Ravi stepped backward, giving the spirit a stiff smile. "I'm just looking." He turned on his heel and ran down the hill to the pond. Korok lights danced around the rim of the cliff, encircling the pond and its forest.
Guardians, he told himself, not guards.
Ravi scrambled up a tree and stole four bird eggs for breakfast, then returned to the house. He was turning the eggs over in the pan when Link came staggering downstairs.
He yawned and stood at the bottom of the stairs for a moment in a daze. Barefoot, tangled hair, dark circles under his eyes. Then his gaze drifted over the two bowls of rice on the table, and his eyes lit up.
Ravi slid the eggs onto the rice. "If you want something fancier, you'll have to give me ingredients."
They sat on either side of the table and ate in silence, as they did most mornings on the road.
Ravi's leg bounced under the table. "What are we training today? I saw some targets out back."

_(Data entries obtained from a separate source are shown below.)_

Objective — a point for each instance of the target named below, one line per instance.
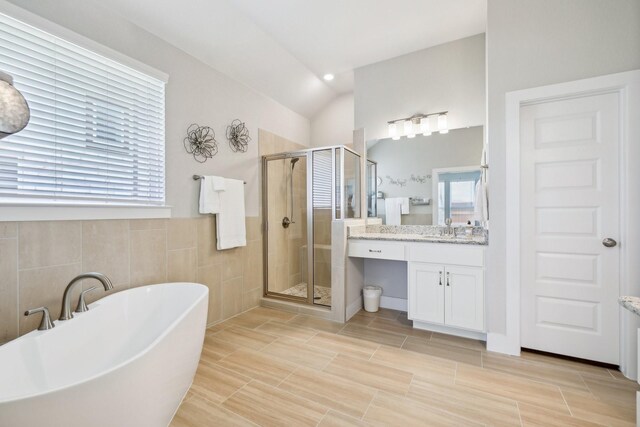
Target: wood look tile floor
(273, 368)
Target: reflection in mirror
(426, 179)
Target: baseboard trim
(392, 303)
(500, 343)
(481, 336)
(353, 308)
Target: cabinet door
(426, 292)
(464, 297)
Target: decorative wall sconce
(201, 142)
(418, 123)
(238, 136)
(14, 110)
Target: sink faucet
(65, 312)
(449, 231)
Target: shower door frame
(308, 155)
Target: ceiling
(282, 48)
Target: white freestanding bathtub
(128, 361)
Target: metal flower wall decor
(201, 142)
(238, 136)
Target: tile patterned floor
(272, 368)
(321, 293)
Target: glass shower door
(286, 236)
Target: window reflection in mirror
(456, 195)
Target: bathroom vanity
(445, 274)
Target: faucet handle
(45, 323)
(82, 305)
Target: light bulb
(442, 123)
(424, 126)
(408, 129)
(393, 131)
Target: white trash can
(372, 298)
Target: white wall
(333, 125)
(449, 77)
(195, 93)
(535, 43)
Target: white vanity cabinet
(448, 295)
(449, 291)
(445, 282)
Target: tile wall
(38, 259)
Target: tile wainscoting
(38, 259)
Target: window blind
(96, 134)
(322, 179)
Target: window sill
(62, 213)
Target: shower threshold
(322, 294)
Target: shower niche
(303, 192)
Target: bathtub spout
(65, 312)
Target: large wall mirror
(427, 178)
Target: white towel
(481, 207)
(393, 210)
(230, 221)
(210, 190)
(404, 205)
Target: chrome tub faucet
(65, 312)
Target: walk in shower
(303, 192)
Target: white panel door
(464, 297)
(569, 205)
(426, 292)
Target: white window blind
(96, 134)
(322, 179)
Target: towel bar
(199, 177)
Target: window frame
(435, 174)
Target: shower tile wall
(38, 259)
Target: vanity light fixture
(442, 123)
(393, 131)
(424, 126)
(408, 129)
(14, 110)
(418, 123)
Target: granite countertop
(417, 233)
(630, 303)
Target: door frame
(627, 85)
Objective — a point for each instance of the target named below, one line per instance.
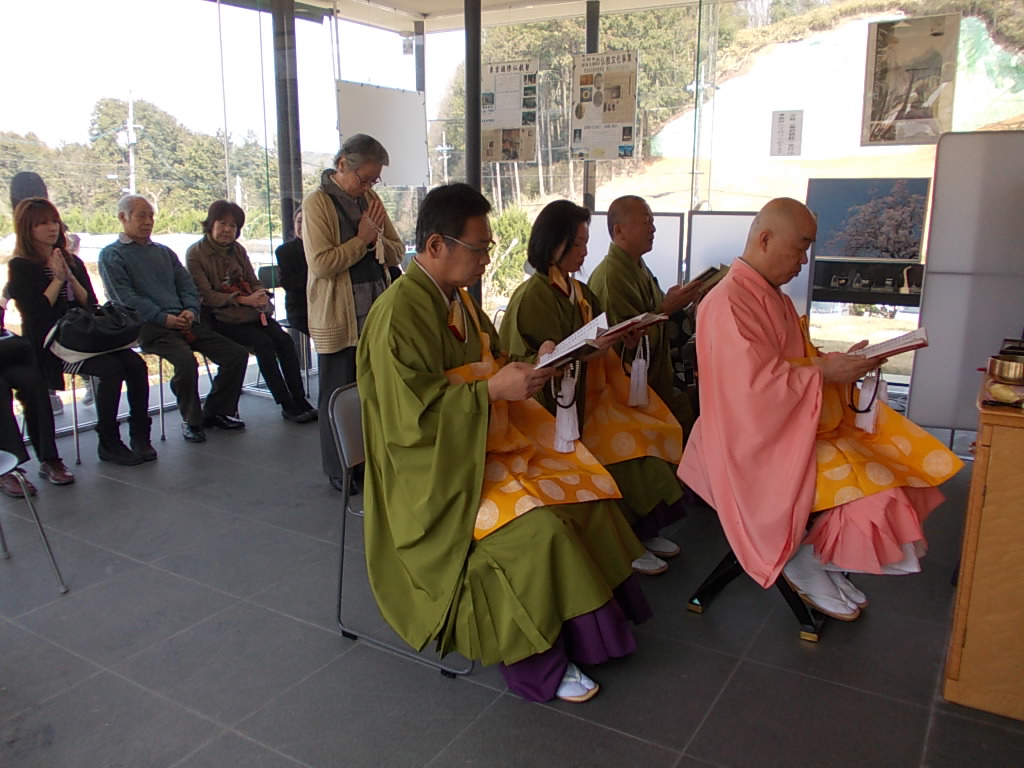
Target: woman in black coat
(45, 282)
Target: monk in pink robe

Link's face fell in dread. "No training today. I'm taking the day off. Maybe a couple days." He yawned and glanced longingly up the stairs toward his bedroom.
"What do you want me to do?"
The swordsman touched his hip, reaching for his pouch, and glanced down as he found his hip empty. He yawned again, opened a book and ripped a blank page from the front, then began writing with a pencil. "I told you before, I'm going to have to leave you while I travel alone."
Ravi frowned.
"As you get stronger," Link said, "I'll be able to take you with me. I've been considering a training regime for you, and these are some chores and tasks to keep you busy while I'm away."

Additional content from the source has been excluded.